Whether this is actually the case is a complicated question, which may come down to whether the tech giant’s dominant position is stimulating innovation and the creation of new products. In 2012, the staff of the Federal Trade Commission, which is tasked with preventing harmful anticompetitive behavior, concluded that Google’s conduct had “resulted—and will result—in real harm to consumers and to innovation in the online search and advertising markets.” In a hundred-and-sixty-page internal report, the staff recommended that the F.T.C. file an antitrust suit against Google challenging several of its practices, including its restrictive contracts.
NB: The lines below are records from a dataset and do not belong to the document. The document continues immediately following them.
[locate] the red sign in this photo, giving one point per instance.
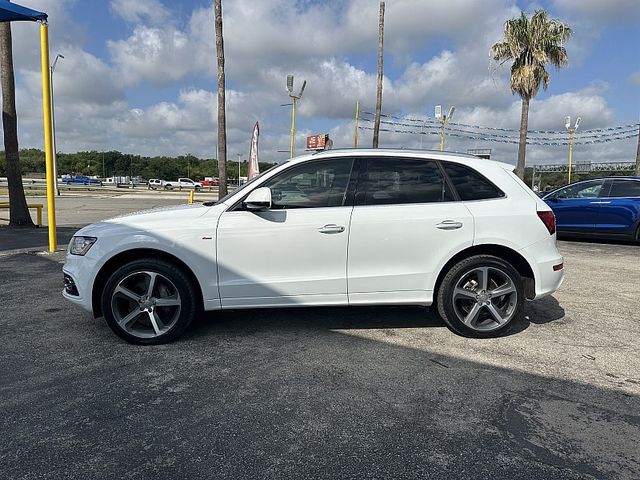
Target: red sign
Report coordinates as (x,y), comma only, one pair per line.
(317,142)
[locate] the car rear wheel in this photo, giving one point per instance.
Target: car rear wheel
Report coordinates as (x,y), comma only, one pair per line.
(481,296)
(148,302)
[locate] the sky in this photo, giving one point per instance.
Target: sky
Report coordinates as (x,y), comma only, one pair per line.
(139,76)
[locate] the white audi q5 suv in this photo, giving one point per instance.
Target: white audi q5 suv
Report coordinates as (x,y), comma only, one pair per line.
(341,227)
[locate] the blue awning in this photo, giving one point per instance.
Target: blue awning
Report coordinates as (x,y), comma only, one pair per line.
(11,12)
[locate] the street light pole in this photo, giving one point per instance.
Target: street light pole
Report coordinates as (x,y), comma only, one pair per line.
(444,120)
(53,126)
(294,99)
(571,130)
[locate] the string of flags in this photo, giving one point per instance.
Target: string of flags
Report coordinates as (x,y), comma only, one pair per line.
(395,124)
(435,122)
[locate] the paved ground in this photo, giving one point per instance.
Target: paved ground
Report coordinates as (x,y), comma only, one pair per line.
(77,210)
(326,393)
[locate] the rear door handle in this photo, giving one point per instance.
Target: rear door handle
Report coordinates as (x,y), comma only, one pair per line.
(331,228)
(449,225)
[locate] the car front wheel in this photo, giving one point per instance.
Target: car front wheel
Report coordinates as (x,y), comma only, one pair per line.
(148,302)
(481,296)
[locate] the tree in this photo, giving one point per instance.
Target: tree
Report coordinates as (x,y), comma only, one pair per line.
(376,124)
(222,119)
(18,210)
(531,43)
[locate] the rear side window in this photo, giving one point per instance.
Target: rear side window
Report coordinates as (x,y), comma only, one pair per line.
(398,180)
(311,185)
(625,188)
(470,184)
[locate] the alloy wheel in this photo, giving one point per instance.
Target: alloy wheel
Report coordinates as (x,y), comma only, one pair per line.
(485,298)
(146,304)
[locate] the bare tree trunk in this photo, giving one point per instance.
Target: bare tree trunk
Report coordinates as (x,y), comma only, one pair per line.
(522,147)
(18,210)
(638,154)
(376,125)
(222,119)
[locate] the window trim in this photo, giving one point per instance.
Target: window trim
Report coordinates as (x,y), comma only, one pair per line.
(239,207)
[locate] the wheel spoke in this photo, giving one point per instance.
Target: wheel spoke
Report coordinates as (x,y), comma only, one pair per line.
(155,322)
(152,283)
(127,293)
(495,313)
(463,292)
(503,289)
(472,316)
(483,277)
(173,301)
(128,318)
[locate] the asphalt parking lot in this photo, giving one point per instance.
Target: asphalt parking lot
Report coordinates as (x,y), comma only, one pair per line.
(326,393)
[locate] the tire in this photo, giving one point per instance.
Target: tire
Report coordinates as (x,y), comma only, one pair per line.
(466,301)
(129,304)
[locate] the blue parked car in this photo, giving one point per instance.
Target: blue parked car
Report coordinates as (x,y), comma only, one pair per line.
(601,207)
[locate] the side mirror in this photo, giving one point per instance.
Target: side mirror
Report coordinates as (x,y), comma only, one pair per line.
(259,199)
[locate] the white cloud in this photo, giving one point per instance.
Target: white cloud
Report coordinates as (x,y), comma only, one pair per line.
(600,12)
(136,11)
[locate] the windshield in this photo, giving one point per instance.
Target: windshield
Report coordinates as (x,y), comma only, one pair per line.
(242,187)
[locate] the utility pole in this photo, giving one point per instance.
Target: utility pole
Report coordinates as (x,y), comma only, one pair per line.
(376,125)
(571,130)
(638,154)
(355,125)
(294,99)
(444,120)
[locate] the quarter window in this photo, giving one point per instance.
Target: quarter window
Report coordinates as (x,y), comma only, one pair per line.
(469,184)
(398,180)
(311,185)
(625,188)
(590,189)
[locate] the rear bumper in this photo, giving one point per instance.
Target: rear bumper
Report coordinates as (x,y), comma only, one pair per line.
(543,257)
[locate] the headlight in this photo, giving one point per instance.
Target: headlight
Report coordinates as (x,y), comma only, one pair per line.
(81,245)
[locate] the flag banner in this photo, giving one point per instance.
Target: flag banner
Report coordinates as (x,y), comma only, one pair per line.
(254,168)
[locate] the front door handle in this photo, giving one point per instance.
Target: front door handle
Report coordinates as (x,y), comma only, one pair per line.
(331,228)
(449,225)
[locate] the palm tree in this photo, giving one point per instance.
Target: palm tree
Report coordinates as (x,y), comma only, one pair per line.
(531,43)
(18,211)
(376,124)
(222,119)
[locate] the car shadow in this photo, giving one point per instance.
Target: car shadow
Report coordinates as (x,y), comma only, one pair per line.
(539,312)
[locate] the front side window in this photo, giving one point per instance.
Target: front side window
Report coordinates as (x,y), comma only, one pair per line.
(625,188)
(311,185)
(590,189)
(470,184)
(399,180)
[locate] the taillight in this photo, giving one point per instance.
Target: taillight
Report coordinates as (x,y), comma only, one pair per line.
(549,220)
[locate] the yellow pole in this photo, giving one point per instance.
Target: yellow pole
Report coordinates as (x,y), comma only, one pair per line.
(570,154)
(355,130)
(48,137)
(293,126)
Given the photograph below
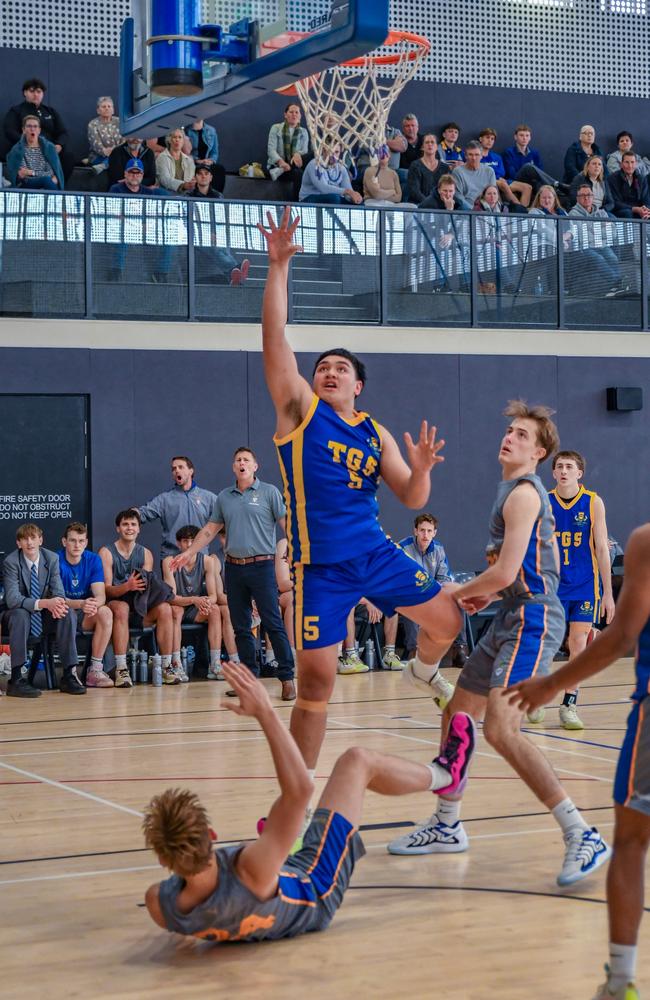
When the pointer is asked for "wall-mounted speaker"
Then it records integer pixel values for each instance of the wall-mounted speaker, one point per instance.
(624, 398)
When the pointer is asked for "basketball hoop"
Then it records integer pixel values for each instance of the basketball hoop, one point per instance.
(350, 103)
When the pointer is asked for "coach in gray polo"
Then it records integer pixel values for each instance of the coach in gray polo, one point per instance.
(249, 510)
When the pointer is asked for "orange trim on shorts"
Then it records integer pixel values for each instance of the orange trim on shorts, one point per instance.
(639, 727)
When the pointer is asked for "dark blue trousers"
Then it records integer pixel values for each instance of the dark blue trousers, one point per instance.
(256, 582)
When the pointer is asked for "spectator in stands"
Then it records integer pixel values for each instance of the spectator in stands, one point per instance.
(133, 148)
(424, 173)
(196, 599)
(185, 503)
(135, 596)
(381, 184)
(509, 192)
(103, 134)
(594, 174)
(450, 152)
(328, 184)
(36, 606)
(579, 152)
(472, 176)
(523, 163)
(175, 170)
(203, 143)
(82, 575)
(591, 263)
(52, 127)
(630, 190)
(624, 142)
(287, 148)
(34, 162)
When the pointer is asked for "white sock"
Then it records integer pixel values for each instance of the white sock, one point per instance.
(622, 965)
(425, 671)
(568, 817)
(448, 810)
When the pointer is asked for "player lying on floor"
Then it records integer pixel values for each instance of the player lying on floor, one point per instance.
(248, 892)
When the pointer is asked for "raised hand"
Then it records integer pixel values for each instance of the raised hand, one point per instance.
(423, 454)
(279, 239)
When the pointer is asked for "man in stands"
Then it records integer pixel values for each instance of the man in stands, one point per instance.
(185, 503)
(132, 589)
(630, 190)
(52, 127)
(82, 575)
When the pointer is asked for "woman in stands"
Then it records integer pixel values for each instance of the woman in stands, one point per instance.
(593, 173)
(103, 134)
(175, 170)
(578, 152)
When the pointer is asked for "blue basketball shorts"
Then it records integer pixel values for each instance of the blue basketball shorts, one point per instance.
(324, 595)
(632, 781)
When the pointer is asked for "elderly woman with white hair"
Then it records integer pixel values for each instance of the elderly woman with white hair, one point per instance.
(175, 169)
(103, 134)
(579, 152)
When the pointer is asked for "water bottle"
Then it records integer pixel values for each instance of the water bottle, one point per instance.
(156, 673)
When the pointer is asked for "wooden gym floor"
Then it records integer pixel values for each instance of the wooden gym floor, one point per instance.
(75, 774)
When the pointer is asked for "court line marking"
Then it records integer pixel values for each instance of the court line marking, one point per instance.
(74, 791)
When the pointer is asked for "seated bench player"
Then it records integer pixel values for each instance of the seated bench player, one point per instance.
(254, 891)
(82, 575)
(124, 562)
(197, 587)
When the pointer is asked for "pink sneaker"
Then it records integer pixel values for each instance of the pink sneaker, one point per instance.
(456, 752)
(97, 678)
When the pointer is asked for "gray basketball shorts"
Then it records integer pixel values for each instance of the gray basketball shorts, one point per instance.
(520, 643)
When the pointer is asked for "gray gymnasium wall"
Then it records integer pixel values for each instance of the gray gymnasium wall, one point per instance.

If the five politically-appointed F.T.C. commissioners who run the agency had accepted the staff’s recommendation, it would have marked a major breach between the Obama Administration and Google, which had close ties. (Google employees donated heavily to Obama, and the company’s top executives were frequent visitors to the White House.) In January, 2013, the F.T.C.’s commissioners overruled the staff and voted unanimously not to pursue legal action against Google.
That decision convinced many people that the tech giants had Washington in their pocket. Despite Trump’s occasional verbal blasts at Amazon, whose founder, Jeff Bezos, owns the Washington Post, that belief persists. It won’t change until a major U.S. regulatory agency follows the lead from Europe.